E o Second Life , o novo fenômeno da Internet? “Não sei por que todos estão interessados no Second Life. Do ponto de vista conceitual, não traz absolutamente nada de novo. A única vantagem é permitir a um maior número de pessoas interagirem, então passa a ser um fenômeno social. Talvez [o sucesso] ocorra porque ele reproduz a vida real.”


Mesmo conhecendo bem o Brasil, o pensador de origem tunisina também não se impressiona com o sucesso das redes de relacionamento, como o Orkut, mais no Brasil que em outros países. “Não tenho detalhes sobre o sucesso do Orkut no Brasil, mas acho que essas comunidades representam um capital social muito importante. Isso desenvolve-se como a urbanização”, diz.
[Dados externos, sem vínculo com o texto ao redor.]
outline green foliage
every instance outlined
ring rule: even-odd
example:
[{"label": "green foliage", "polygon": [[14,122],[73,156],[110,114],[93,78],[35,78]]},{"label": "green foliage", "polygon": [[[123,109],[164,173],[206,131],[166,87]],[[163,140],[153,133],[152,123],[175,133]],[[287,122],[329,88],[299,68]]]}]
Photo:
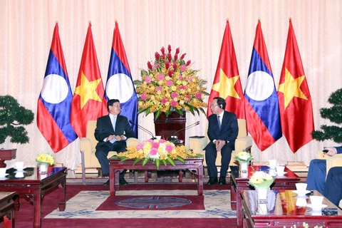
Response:
[{"label": "green foliage", "polygon": [[[341,125],[342,123],[342,89],[338,89],[331,93],[328,99],[331,108],[321,108],[321,116],[332,123]],[[332,140],[337,143],[342,142],[342,127],[338,125],[321,125],[321,130],[314,130],[312,138],[318,141]]]},{"label": "green foliage", "polygon": [[11,142],[24,144],[28,142],[27,131],[24,125],[33,121],[33,113],[21,106],[11,95],[0,96],[0,144],[7,137]]}]

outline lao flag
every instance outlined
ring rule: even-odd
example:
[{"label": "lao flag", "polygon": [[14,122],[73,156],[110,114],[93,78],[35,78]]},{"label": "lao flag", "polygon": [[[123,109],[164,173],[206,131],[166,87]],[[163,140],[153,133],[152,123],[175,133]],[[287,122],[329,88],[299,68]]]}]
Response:
[{"label": "lao flag", "polygon": [[227,104],[226,111],[234,113],[239,119],[245,118],[244,96],[228,20],[223,35],[215,77],[209,95],[207,118],[212,114],[210,104],[215,97],[224,99]]},{"label": "lao flag", "polygon": [[296,152],[312,140],[315,128],[311,96],[291,19],[278,96],[283,134]]},{"label": "lao flag", "polygon": [[[120,115],[138,123],[138,97],[133,86],[130,66],[123,47],[119,26],[115,21],[113,46],[109,62],[108,75],[105,85],[105,98],[107,100],[118,99],[121,105]],[[132,125],[138,138],[138,128]]]},{"label": "lao flag", "polygon": [[38,128],[54,152],[58,152],[77,138],[70,123],[72,99],[73,93],[56,24],[37,104]]},{"label": "lao flag", "polygon": [[281,138],[278,95],[260,21],[256,26],[247,83],[244,90],[247,130],[265,150]]}]

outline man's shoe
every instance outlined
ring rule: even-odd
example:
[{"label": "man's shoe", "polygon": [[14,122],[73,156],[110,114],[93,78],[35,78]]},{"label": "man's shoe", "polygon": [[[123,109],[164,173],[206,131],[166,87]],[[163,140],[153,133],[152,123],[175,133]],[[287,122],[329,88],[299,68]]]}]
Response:
[{"label": "man's shoe", "polygon": [[105,182],[105,183],[103,184],[105,186],[109,186],[109,180]]},{"label": "man's shoe", "polygon": [[121,179],[119,181],[119,184],[120,184],[120,185],[128,185],[128,183],[127,182],[127,181],[125,179]]},{"label": "man's shoe", "polygon": [[226,177],[219,177],[219,185],[226,185]]},{"label": "man's shoe", "polygon": [[209,178],[209,181],[207,183],[208,185],[212,185],[217,184],[217,177],[210,177]]}]

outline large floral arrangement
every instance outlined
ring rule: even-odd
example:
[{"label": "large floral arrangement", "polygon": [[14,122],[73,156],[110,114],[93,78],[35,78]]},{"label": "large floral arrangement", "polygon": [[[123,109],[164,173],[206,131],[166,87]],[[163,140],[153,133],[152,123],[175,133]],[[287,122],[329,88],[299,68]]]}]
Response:
[{"label": "large floral arrangement", "polygon": [[142,166],[148,161],[154,161],[159,169],[160,164],[171,164],[175,166],[175,160],[185,163],[184,158],[200,157],[202,155],[194,153],[184,145],[175,146],[175,144],[165,140],[147,140],[139,143],[136,147],[128,146],[127,151],[120,152],[118,157],[121,161],[135,159],[133,165],[142,161]]},{"label": "large floral arrangement", "polygon": [[274,180],[272,176],[266,172],[256,171],[249,179],[249,185],[256,189],[269,188]]},{"label": "large floral arrangement", "polygon": [[234,158],[239,162],[249,162],[249,161],[253,159],[253,157],[249,152],[241,151],[239,152]]},{"label": "large floral arrangement", "polygon": [[183,53],[179,57],[180,48],[175,55],[171,53],[171,46],[167,53],[164,47],[161,53],[156,52],[155,60],[147,62],[147,70],[141,71],[142,80],[135,80],[136,92],[139,95],[138,114],[155,113],[157,118],[162,112],[167,116],[175,111],[180,115],[190,111],[205,114],[203,108],[204,96],[209,95],[204,86],[207,81],[197,76],[198,71],[191,68],[191,61],[185,62]]},{"label": "large floral arrangement", "polygon": [[53,165],[55,160],[53,157],[50,154],[41,154],[37,157],[36,161],[38,163],[48,163],[50,165]]}]

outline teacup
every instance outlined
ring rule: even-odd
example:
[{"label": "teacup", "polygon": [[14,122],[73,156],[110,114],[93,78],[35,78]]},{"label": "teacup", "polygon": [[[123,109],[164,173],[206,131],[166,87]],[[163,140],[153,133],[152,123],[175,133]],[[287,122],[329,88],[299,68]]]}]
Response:
[{"label": "teacup", "polygon": [[16,162],[16,167],[19,170],[22,170],[24,168],[24,162]]},{"label": "teacup", "polygon": [[311,207],[314,210],[320,210],[322,207],[323,197],[318,195],[311,195],[310,202],[311,202]]},{"label": "teacup", "polygon": [[269,160],[269,167],[275,167],[276,166],[276,160],[275,159],[270,159]]},{"label": "teacup", "polygon": [[284,173],[284,169],[285,169],[285,166],[284,166],[284,165],[276,166],[276,173]]},{"label": "teacup", "polygon": [[306,183],[296,183],[296,189],[298,192],[304,192],[306,190]]},{"label": "teacup", "polygon": [[6,168],[0,168],[0,176],[6,176]]}]

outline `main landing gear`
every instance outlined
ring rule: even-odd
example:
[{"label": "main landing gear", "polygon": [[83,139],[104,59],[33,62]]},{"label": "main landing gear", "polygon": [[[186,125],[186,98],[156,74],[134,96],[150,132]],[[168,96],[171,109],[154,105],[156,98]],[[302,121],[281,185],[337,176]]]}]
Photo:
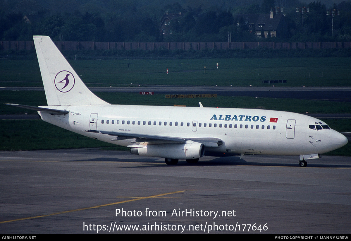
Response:
[{"label": "main landing gear", "polygon": [[307,166],[307,162],[305,161],[300,161],[299,165],[301,167],[306,167]]}]

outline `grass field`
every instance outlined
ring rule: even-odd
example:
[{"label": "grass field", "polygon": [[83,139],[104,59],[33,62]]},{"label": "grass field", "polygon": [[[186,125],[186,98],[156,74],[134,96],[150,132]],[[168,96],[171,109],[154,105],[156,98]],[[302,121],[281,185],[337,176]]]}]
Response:
[{"label": "grass field", "polygon": [[[350,58],[69,61],[88,86],[132,83],[264,86],[267,84],[262,80],[283,79],[287,81],[279,84],[283,86],[349,86],[351,83]],[[42,85],[36,60],[2,60],[0,69],[0,86]]]}]

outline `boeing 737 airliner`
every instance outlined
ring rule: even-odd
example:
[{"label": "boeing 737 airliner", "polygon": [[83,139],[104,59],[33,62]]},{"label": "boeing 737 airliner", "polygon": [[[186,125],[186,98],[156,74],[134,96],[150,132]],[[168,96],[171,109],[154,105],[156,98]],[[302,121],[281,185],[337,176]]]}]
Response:
[{"label": "boeing 737 airliner", "polygon": [[324,122],[264,110],[111,105],[85,86],[47,36],[33,36],[47,105],[41,119],[86,136],[127,146],[140,156],[196,163],[204,155],[299,155],[306,160],[345,145]]}]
Para Lévy, a novidade na rede hoje está noutras áreas: “Onde pode haver uma evolução no processo colaborativo é nos jogos on-line. Mas, como eles acabam por ser praticados por fanáticos em jogos, os jornalistas prestam menos atenção. Eles são um fenômeno mais importante do que o Second Life”, afirma.

O cientista diz que o fenômeno de inteligência coletiva continua a evoluir, e não só pela cultura dos jogos. “Também se desenvolve pela criação de programas de código aberto, pelo desenvolvimento da memória coletiva através de obras em domínio público, como o Creative Commons”, diz.

Para o criador de conceitos como tecnodemocracia e cosmopédia, “isso é apenas o começo de algo muito mais importante que vai desenvolver-se, que envolve a inteligência individual preparada para ser potencializada pela inteligência coletiva”.

Esse “algo mais” é o IEML (Information Economy Meta Language), um projeto ambicioso que Lévy coordena, envolvendo também pesquisadores brasileiros, para o desenvolvimento de uma linguagem que poderia expandir a rede.

Levy lembra que os portais de busca (como Google e Yahoo) têm no máximo 20% das informações da rede. “Essa nova linguagem permitirá indexações na Internet, um acesso maior ao conteúdo que existe hoje na Internet. Estou a acabar a gramática agora”, diz. “Não é uma linguagem para ser utilizada pelo grande público e vai demorar algum tempo para tornar-se linguagem comum”, afirma.